« Cette présidence, bien que symbolique, appelle à la retenue et à la responsabilité. »
L’accession de Madagascar à la présidence tournante de la SADC en ce mois d’août 2025 aurait dû être une occasion de renforcer les liens régionaux et de promouvoir l’esprit de coopération. Au lieu de cela, elle se voit transformée en un outil de glorification personnelle, soigneusement mis en scène par le pouvoir en place.
À Antananarivo, le président Andry Rajoelina est présenté comme l’architecte d’un exploit diplomatique. Une mise en scène politique qui frôle la réécriture de l’histoire. Car il faut le rappeler : c’est en 2005, grâce à des efforts diplomatiques soutenus d’autres personnalités et d’une administration engagée, que Madagascar a intégré la SADC. Cette étape majeure était le fruit d’un travail collectif et professionnel, fondé sur la volonté de positionner le pays dans un espace stratégique régional.
Mais cette dynamique fut brutalement brisée en 2009. Le coup d’État conduit par Andry Rajoelina a entraîné la suspension immédiate de Madagascar par l’organisation. Une suspension aux conséquences réelles : isolement politique, interruption de projets économiques, gel de partenariats, et surtout, des pertes considérables pour les entrepreneurs malgaches opérant dans la région.
En 2014, Madagascar n’a pas « retrouvé » sa place par mérite diplomatique, mais tout simplement parce qu’il avait rétabli l’ordre constitutionnel à la suite d’élections reconnues par la communauté internationale. Un retour logique, administratif, presque automatique.
Et pourtant, aujourd’hui, à peine quinze ans après avoir ouvertement critiqué la SADC – qualifiée alors de « syndicat de chefs d’État » par Rajoelina, qui menaçait de s’en retirer – le même homme s’en empare comme d’un trophée personnel.

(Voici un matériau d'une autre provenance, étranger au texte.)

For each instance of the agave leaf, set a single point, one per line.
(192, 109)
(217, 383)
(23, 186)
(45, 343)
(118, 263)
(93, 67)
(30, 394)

Ironie de l’histoire ou simple cynisme politique ? Celui qui rejetait hier l’organisation se positionne aujourd’hui en champion de son rayonnement.
Plus troublant encore : l’attitude même de la SADC, qui semble avoir oublié les raisons de la suspension de Madagascar en 2009. Faut-il y voir une forme d’indulgence politique ou un aveuglement institutionnel ?
Il est urgent de rappeler une évidence : cette présidence tournante, octroyée selon un système rotatif entre États membres, n’est ni une récompense, ni une reconnaissance du parcours d’un chef d’État. Elle implique au contraire une responsabilité collective, de la retenue et une certaine cohérence. Des vertus dont la communication actuelle est singulièrement dépourvue.
L’Histoire mérite d’être respectée. La mémoire nationale aussi. Car instrumentaliser cette présidence à des fins de propagande personnelle, c’est trahir l’esprit de coopération qui avait motivé l’adhésion de Madagascar à la SADC en 2005.